What happens when you learn a certain subgraph and sample another subgraph that uses the previous subgraph partially? Do you relearn the weights or use the old ones? Refer to confusion section.
The controller looks pretty much the same as NAS. It’s a seq-to-seq model using some RNN (LSTM or GRU or whatver). Each node in the big graph corresponds to a RNN cell in the controller. At each cell the controller does two things- sample previous nodes it should connect to (this leads to skip connections) and decides which computation defined by that node to sample.
There is hyper optimization technique called hyperband which essentially goes through random configurations and drops the poor performing configurations at regular intervals. Eventually the goal is to converge to the right configuration. Can you use the DAG as a prior to sample from and eliminate the controller? So instead of reinforcement learning build a clever prior and then sample randomly.
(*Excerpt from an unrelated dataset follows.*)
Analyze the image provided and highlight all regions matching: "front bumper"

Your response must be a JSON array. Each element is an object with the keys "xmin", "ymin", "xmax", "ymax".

There’s still a lot of parameters to learn. It’s unclear to me where the speedup is coming from. Do they start from the previously learned weight every time? Or they stop learning and just stitch together nodes after some time?
Here’s what they say:
The main contribution of this work is to improve the efficiency of NAS by forcing all child models to share weights to eschew training each child model from scratch to convergence. The idea has apparent complications, as different child models might utilize their weights differently, but was encouraged by previous work on transfer learning and multitask learning, which established that parameters learned for a particular model on a particular task can be used for other models on other tasks, with little to no modifications ( Razavian et al. , 2014 ; Zoph et al. , 2016 ; Luong et al. , 2016 ).
If they are just learning the parameters once - which would give them a tonne of speedup then this is pretty much saying each convolution layer is close to independent of anything but the previous layer. So is this like a markov assumption.
Is this secretly another Baysian hyperoptimization paper? I have to think about this one.